Soon, a good number of Ghanaians will struggle to get water running through their taps at home – the result of shutdown of five major water treatment plants by the Ghana Water Company Limited (GWCL).
The shutdown of the plants, according to the GWCL was prompted by the flooding situation which caused havoc to its installations.
On 4th October, 2022, most parts of the Ga South Municipality of the Greater Accra Region of Ghana were flooded. Many, including women and children had to be evacuated to safety in canoes.
Across the world, a growing number of communities - both coastal and inland - are finding themselves underwater. Extreme weather, sea level rise, and other climate change impacts are increasingly to blame.
The world needs to take action on climate change now, to save the planet, ensure there’s food for its people and their habitation is generally conducive for humans.
As the year winds down, global leaders have been working around the clock to try and tackle events that lead to climate change in order to look for solutions. Many gatherings of these leaders go the extra mile to address the issue. Recent conferences by Bloomberg, Reuters, KFW/DEG, the UN General Assembly, Clinton Global Foundation climate change was the front burner.
A major approach is the NetZero topic. It simply refers to the balance between the amount of greenhouse gas produced and the amount removed from the atmosphere. We reach net zero when the amount we add is no more than the amount taken away. How much of the solution is Ghana contributing to this global effort?
President Akufo-Addo was one of the leaders at the UN General Assembly and pledged commitment. But how much work can individuals also put in?
At the Clinton Global Initiative (CGI) conference, the world’s top global leaders such as Unilever’s Alan Jope, WTO’s Ngozi Okonjo Iwela, Hilary Clinton, IKEA’s Global CEO, Jesper Brodin, CEO of Moderna discussed solutions to climate change and Energy transition.
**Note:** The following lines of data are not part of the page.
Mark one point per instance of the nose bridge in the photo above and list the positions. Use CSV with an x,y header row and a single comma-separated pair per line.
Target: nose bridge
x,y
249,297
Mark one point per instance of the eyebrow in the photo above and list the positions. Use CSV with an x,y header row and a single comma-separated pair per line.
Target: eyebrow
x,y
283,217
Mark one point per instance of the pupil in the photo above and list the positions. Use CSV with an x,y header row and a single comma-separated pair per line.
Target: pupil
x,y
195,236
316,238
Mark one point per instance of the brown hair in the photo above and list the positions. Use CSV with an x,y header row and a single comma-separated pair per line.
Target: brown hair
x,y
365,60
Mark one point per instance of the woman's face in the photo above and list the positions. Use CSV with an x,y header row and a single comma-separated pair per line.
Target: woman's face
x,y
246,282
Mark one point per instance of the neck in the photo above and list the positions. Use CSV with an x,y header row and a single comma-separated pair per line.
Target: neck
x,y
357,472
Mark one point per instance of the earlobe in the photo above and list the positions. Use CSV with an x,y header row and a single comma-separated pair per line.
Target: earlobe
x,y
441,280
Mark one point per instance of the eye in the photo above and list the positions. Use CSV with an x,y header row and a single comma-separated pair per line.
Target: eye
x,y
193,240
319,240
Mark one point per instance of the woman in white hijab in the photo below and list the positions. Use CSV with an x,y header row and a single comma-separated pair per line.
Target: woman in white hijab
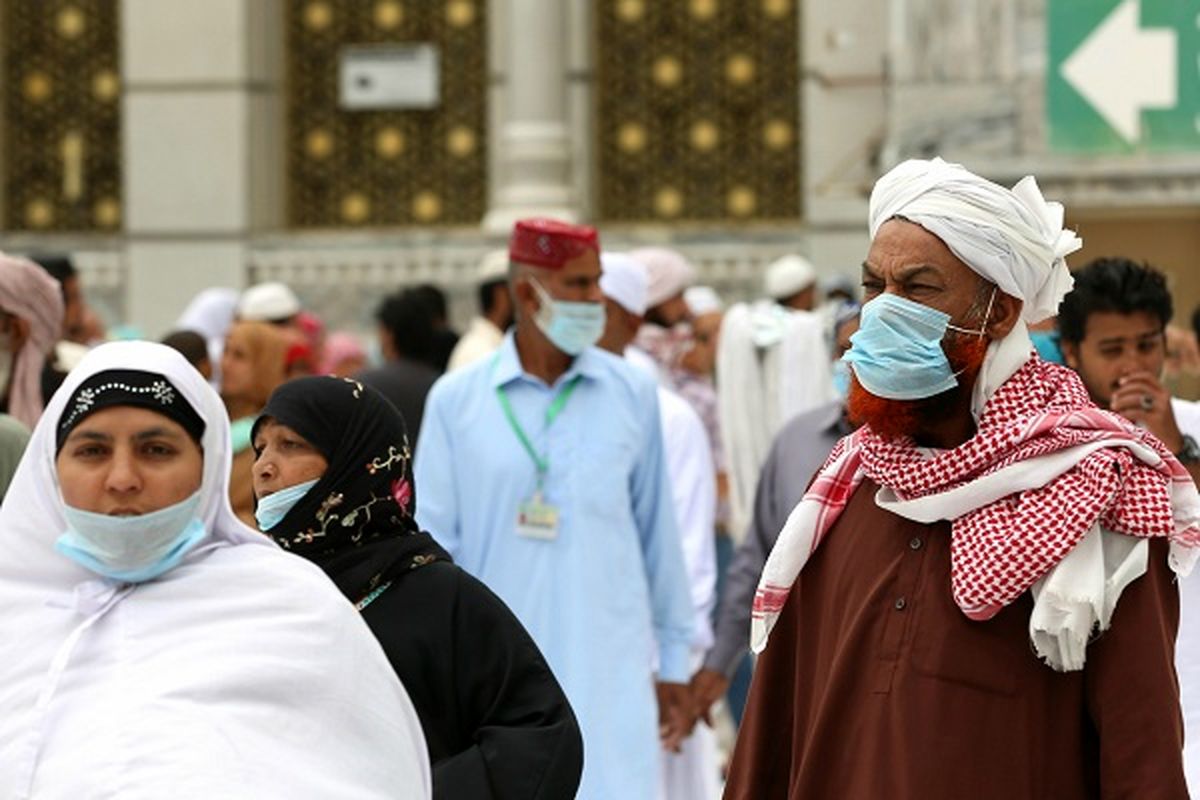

Notable amongst them, Salma Okonkwo, the leading Ghanaian entrepreneur and energy thought leader who founded BluePower Energy, which is developing Ghana’s largest solar farm. Notably, she is the first Ghanaian to speak at a CGI event in the last five years. Salma led a panel on a fair energy transition and was the only African at a close-door roundtable on climate change with President Bill Clinton.
Her company, BluePower, specializes in cost-effective solar energy solutions for individuals, small businesses and large commercial concerns. It is their quest to provide clean energy, and Salma’s position as a thought leader having been featured in Forbes, Harvard Business Review, and as a “Africa Energy and Power Elite,” which earned Salma the invitation to speak at this CGI Annual Meeting in New York during the UN General Assembly last month.
Salma is looking to the future with a lot of hope for Ghana and Africa. She believes Africa’s time for industrialisation is here. But the question remains, how can that revolution be controlled and be done in partnership with other countries in order to prevent the mistakes of other industrialised economies – and overall limit any negative impact on the environment.
The solution, she told the panel, lies in clean energy.
By the year 2030, the United Nations, under goal 7 of the Sustainable Development Goals, expects the world to cut reliance on fossil fuels which has become unsustainable and harmful to the planet.
In its place, a substantial increase in the share of renewable energy such as solar and wind.